PARIS.- The African and Oceanic Arts department's last sale of the year totalled 5,932,500 ($6,312,773), with 81% of lots sold and 90% by value, with nearly 50% of lots sold above their high estimates. The highest prices went to works from collections built up several decades ago and masterpieces from restricted corpuses.
At 2.9 million ($3 million), the René and Odette Delenne collection largely exceeded its high estimate, with 100% of lots sold. This remarkable collection begun in the 1950s was celebrated at several outstanding exhibitions, and more recently with the acquisition of thirty-four sculptures from Congo by the Cleveland Museum of Art in 2010.

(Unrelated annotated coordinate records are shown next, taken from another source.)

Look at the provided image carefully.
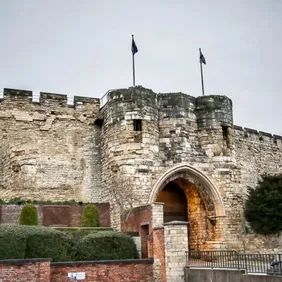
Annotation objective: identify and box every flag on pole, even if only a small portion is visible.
[200,49,206,64]
[131,36,138,55]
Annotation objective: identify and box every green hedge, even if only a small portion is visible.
[50,227,113,241]
[0,225,28,260]
[0,225,75,261]
[0,225,138,262]
[25,227,75,261]
[76,231,138,261]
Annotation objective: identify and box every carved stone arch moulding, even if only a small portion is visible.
[149,164,225,217]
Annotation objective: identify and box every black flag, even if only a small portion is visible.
[200,50,206,64]
[131,36,138,55]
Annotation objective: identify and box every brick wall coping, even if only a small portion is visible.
[164,220,188,225]
[51,258,154,267]
[0,258,52,265]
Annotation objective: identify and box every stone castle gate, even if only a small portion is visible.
[150,164,225,249]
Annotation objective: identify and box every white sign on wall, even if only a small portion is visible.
[68,272,85,281]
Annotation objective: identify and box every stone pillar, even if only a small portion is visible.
[151,202,165,282]
[164,221,188,282]
[152,203,164,229]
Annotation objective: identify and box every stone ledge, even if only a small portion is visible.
[164,220,188,226]
[0,258,52,265]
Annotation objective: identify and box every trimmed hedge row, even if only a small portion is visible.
[0,225,75,261]
[0,225,138,262]
[76,231,138,261]
[49,227,113,240]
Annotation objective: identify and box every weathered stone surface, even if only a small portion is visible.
[0,87,282,251]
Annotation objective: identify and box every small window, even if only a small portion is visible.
[133,119,142,131]
[222,126,228,140]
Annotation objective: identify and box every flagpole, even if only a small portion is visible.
[132,34,135,86]
[199,48,205,96]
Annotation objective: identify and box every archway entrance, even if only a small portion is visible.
[157,181,188,222]
[150,164,224,249]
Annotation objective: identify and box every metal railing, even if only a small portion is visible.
[186,251,282,275]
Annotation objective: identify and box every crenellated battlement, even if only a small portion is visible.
[0,88,100,108]
[233,125,282,146]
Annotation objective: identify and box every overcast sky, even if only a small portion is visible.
[0,0,282,135]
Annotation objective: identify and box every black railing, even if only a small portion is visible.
[186,251,282,275]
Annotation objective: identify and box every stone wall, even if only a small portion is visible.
[0,89,101,202]
[234,126,282,251]
[164,221,188,282]
[0,86,282,249]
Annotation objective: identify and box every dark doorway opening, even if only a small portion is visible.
[157,181,188,222]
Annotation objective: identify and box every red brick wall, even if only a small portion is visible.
[51,259,154,282]
[0,259,50,282]
[0,259,154,282]
[152,228,166,282]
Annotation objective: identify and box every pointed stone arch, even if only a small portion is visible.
[149,164,225,217]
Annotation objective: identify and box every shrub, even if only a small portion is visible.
[20,204,38,225]
[81,205,100,227]
[25,226,74,261]
[244,175,282,234]
[76,231,138,261]
[0,225,74,261]
[0,225,27,260]
[49,227,113,241]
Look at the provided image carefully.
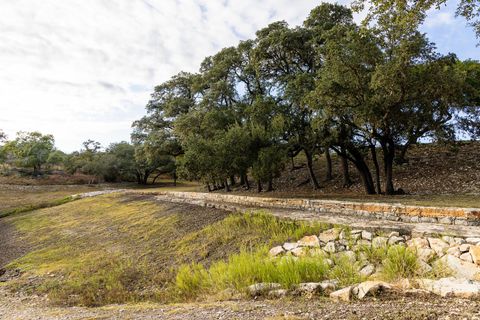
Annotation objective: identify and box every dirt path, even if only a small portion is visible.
[0,287,480,320]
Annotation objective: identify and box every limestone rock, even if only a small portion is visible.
[388,236,405,245]
[318,228,340,243]
[357,281,391,300]
[469,246,480,265]
[428,238,449,257]
[417,248,435,261]
[418,278,480,299]
[283,242,298,251]
[290,247,308,257]
[360,264,375,278]
[323,241,337,253]
[297,235,320,248]
[372,237,388,248]
[459,252,473,263]
[267,289,288,299]
[247,282,281,297]
[268,246,285,257]
[330,286,352,302]
[362,230,373,241]
[447,246,462,258]
[439,254,480,280]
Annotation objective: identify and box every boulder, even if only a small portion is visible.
[297,235,320,248]
[372,237,388,248]
[318,228,340,243]
[283,242,298,251]
[417,248,435,261]
[330,286,352,302]
[439,254,480,280]
[388,236,405,246]
[362,230,373,241]
[417,278,480,299]
[428,238,449,257]
[357,281,391,300]
[459,252,473,263]
[323,241,337,253]
[247,282,282,297]
[360,264,375,278]
[268,246,285,257]
[469,246,480,265]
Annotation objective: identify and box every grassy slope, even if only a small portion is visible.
[2,195,325,306]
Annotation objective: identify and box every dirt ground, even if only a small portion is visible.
[0,287,480,320]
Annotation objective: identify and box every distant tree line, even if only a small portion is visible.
[132,1,480,194]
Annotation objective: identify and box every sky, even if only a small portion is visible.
[0,0,480,152]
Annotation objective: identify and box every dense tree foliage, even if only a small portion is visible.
[133,1,479,194]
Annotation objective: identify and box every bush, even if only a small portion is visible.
[383,245,418,280]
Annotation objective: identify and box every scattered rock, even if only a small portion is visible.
[297,235,320,248]
[428,238,449,257]
[459,252,473,263]
[469,245,480,265]
[318,228,340,243]
[283,242,298,251]
[418,278,480,299]
[362,230,373,241]
[360,264,375,278]
[247,282,281,297]
[268,246,285,257]
[330,286,352,302]
[357,281,391,300]
[372,237,388,248]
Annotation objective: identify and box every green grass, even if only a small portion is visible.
[3,194,329,306]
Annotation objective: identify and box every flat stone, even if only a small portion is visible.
[330,286,352,302]
[357,281,391,300]
[439,254,480,280]
[459,243,471,252]
[388,236,405,246]
[446,246,462,258]
[465,238,480,244]
[283,242,298,251]
[268,246,285,257]
[407,238,430,250]
[323,241,337,253]
[247,282,282,297]
[459,252,473,263]
[267,289,288,299]
[360,264,375,278]
[318,228,340,243]
[428,238,449,257]
[290,247,308,257]
[469,245,480,265]
[362,230,373,241]
[372,237,388,248]
[417,248,435,262]
[417,278,480,299]
[297,235,320,248]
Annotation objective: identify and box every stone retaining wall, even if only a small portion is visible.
[155,191,480,226]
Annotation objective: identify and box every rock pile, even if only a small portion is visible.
[258,228,480,301]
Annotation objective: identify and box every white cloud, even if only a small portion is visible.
[0,0,346,151]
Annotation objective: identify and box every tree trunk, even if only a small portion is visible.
[382,140,395,195]
[325,148,333,181]
[267,177,273,192]
[370,144,382,194]
[340,148,352,188]
[257,180,262,193]
[304,150,320,190]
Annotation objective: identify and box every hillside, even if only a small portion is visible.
[229,142,480,199]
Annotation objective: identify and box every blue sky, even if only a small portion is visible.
[0,0,480,151]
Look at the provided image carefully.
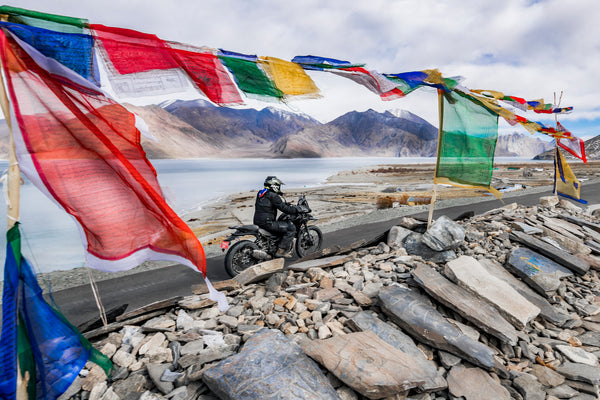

The sale was led by a pair of statues portraying King Pokam and his wife Yugang: a masterpiece by the Master of Batoufam (Bamileke, Cameroon), which was sold for 1,443,000 / $1,535,500 (lot 14). Documented since 1920s, this work joined the Delenne collection in 1970, and was unveiled in 1988 at the famous Utotombo exhibition (Brussels, Palais des Beaux-Arts).
From the same collection, the Kopar male figure from the Lower Sepik region was sold for 483,000 / $513,960 (lot 9, estimate: 150,000-200,000). Collected around 1960, this austerely beautiful sculpture is part of a very restricted corpus.
Bidding was also competitive for a ceremonial drum collected by Jacques Viot from the Lake Sentani region in 1929, which at 363,000 / $386,268, twice the high estimate (lot 8, estimate: 120,000-180,000). Here a figure forms part of the handle, and the beauty of the carving illustrates the superlative art of Western Papua.
The sale included nine lots of African Art from the Murray Frum collection, which achieved a total of 900,250 / $955,000. This took the overall total for this collection to 8.4 million /$8.9 million including the Oceanic art works from the collection, sold on 16 September 2014 by Sothebys in Paris.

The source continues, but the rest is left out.